La réforme voulue par Emmanuel Macron est présentée comme un choc de simplification et de rationalisation. Il s'agit pour le gouvernement de réduire les délais d'attente et les coûts de fonctionnement de la justice en mettant en avant la numérisation. Le tribunal d'instance, juridiction la plus proche du citoyen et qui juge les petits contentieux et délits, serait ainsi supprimé. Certains petits contentieux seraient réglés le plus souvent à l'amiable, sans passage devant le juge. Autre exemple, en cas de surendettement, le justiciable ne pourra plus se présenter devant un juge pour faire valoir un cas particulier, mais devra envoyer un dossier numérique. Le dépôt de plainte classique se fera lui aussi en ligne. Un autre pan du projet prévoit la création d'une Cour criminelle départementale composée de magistrats chargés d’instruire certaines affaires dont les viols, à la place de la Cour d'assises, composée elle de jurés citoyens. Pour le moment, seule une loi d'habilitation a été dévoilée. Cette loi présente, dans les grandes lignes, le projet du gouvernement. Si le parlement décide de voter cette loi d'habilitation, le gouvernement aura alors le loisir de légiférer par ordonnances sur la base de ce qui aura décrit dans cette loi. Une fois les ordonnances connues, le parlement peut toujours décider de les refuser ou de les accepter, mais sans les discuter ou les amender.
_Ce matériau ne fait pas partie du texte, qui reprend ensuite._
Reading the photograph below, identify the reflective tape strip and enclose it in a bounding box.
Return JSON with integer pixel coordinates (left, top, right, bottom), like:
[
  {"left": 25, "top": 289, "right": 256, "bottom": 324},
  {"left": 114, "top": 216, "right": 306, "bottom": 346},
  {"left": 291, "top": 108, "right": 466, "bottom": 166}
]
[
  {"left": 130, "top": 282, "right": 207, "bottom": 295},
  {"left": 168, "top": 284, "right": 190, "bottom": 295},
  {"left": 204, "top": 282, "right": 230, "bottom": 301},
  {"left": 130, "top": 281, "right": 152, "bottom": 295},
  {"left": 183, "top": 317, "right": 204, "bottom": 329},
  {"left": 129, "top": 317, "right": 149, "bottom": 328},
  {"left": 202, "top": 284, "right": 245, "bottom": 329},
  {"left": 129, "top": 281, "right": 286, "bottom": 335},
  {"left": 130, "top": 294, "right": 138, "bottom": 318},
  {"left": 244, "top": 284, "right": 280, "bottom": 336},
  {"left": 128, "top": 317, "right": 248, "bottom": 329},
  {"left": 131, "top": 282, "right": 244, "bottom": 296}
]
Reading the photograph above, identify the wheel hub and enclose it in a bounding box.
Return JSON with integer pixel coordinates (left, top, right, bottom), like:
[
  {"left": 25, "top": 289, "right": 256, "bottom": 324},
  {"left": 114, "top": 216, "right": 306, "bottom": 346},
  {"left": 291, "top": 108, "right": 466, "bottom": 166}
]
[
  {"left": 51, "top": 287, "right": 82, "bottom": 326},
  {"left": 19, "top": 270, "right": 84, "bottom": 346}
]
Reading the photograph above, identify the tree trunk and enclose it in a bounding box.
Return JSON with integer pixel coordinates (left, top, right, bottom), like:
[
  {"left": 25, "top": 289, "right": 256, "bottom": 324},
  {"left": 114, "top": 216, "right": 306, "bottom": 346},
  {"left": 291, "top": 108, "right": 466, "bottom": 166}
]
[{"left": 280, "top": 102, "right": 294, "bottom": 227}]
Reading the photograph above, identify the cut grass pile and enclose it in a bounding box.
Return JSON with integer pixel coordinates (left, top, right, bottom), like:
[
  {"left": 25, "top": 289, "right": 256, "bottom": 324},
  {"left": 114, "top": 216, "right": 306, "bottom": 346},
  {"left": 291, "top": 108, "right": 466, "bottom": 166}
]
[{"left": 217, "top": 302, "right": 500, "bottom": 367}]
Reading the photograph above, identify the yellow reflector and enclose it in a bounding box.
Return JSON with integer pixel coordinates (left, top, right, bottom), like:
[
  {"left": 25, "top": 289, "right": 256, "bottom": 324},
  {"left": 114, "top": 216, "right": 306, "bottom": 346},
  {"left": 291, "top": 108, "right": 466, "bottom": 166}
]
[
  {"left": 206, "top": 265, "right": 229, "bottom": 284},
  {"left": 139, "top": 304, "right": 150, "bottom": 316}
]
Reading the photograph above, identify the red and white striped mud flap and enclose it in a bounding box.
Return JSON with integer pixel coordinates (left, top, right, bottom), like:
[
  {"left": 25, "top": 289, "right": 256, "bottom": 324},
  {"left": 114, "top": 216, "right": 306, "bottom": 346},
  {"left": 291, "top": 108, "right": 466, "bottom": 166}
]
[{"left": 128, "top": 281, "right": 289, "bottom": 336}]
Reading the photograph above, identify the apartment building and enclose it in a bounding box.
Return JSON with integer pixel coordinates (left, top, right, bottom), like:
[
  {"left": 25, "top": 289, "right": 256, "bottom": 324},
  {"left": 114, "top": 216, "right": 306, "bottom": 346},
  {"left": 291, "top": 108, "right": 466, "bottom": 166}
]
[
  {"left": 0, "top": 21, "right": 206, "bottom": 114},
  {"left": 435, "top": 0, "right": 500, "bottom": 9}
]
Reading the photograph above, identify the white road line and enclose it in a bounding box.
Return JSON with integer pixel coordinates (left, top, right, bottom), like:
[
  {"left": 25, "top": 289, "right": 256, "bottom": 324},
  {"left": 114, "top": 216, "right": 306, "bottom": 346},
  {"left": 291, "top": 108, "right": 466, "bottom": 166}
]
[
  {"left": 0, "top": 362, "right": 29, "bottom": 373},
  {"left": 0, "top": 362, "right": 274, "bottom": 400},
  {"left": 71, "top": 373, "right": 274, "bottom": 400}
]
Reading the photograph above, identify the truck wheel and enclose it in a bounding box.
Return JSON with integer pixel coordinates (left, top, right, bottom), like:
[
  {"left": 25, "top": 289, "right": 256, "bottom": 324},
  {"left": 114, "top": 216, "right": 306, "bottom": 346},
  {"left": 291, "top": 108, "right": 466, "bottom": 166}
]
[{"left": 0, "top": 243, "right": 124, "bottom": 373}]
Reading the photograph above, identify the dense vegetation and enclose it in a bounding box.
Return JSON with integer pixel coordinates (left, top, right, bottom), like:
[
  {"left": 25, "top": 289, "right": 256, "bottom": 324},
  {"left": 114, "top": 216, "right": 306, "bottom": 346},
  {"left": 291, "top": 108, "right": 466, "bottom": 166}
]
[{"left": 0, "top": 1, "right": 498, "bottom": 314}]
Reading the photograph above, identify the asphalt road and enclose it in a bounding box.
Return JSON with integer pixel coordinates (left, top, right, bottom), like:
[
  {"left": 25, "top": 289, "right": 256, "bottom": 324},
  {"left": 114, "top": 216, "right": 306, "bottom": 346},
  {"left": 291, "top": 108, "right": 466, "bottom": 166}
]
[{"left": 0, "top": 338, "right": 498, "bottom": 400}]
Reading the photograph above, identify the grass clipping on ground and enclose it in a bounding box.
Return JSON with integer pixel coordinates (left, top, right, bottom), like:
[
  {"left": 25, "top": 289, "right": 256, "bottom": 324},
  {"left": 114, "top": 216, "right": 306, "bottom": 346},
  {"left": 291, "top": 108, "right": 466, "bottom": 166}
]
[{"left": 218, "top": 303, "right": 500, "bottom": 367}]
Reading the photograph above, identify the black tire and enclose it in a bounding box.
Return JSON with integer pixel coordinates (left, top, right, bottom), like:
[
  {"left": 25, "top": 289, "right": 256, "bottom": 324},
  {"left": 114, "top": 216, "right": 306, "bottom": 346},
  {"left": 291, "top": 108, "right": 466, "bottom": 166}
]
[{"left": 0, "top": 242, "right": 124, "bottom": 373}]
“On essaie de sauver une justice correcte”

Les magistrats sont en grève.

© Tim Douet
Les magistrats sont en grève.

Les magistrats n’ont pas pour habitude de se mettre en grève, encore moins de manifester dans la rue. “On veut montrer au citoyen que ce qui se passe est grave. On joue un rôle de lanceur d’alerte”, explique Michel Ponsard, représentant l’Union Syndical des Magistrats. “Avec cette réforme, on va mettre en place des barèmes financiers d’accès à la justice“, explique-t-il. Pour cet expert du droit, “le juge, qui est normalement le pivot de la justice, sera mis en retrait puisque des contentieux seront délégués à des organismes privés. C’est la rupture d’un équilibre qui a mis des siècles à se faire” explique-t-il. Les professionnels de la justice se montraient jusque-là optimistes. Ils estiment que “réformer la justice est indispensable. Mais là, on ne se bat même plus pour faire une bonne justice. On essaie de sauver une justice correcte.” explique la magistrate Véronique Drahi. “On est 8 pour faire le travail de 10 personnes. Les délais s’allongent. Et avec cette réforme, à n’importe quelle moment, il va être possible de nous envoyer dans n’importe quel autre tribunal du département“, ajoute-t-elle.

Les grévistes lyonnais seront du mouvement national de la justice du 11 avril prochain à Paris en espérant pouvoir peser sur la réforme en cours. C’est ce 11 avril que sera présenté en Conseil des Ministres le projet de loi de réforme de la justice.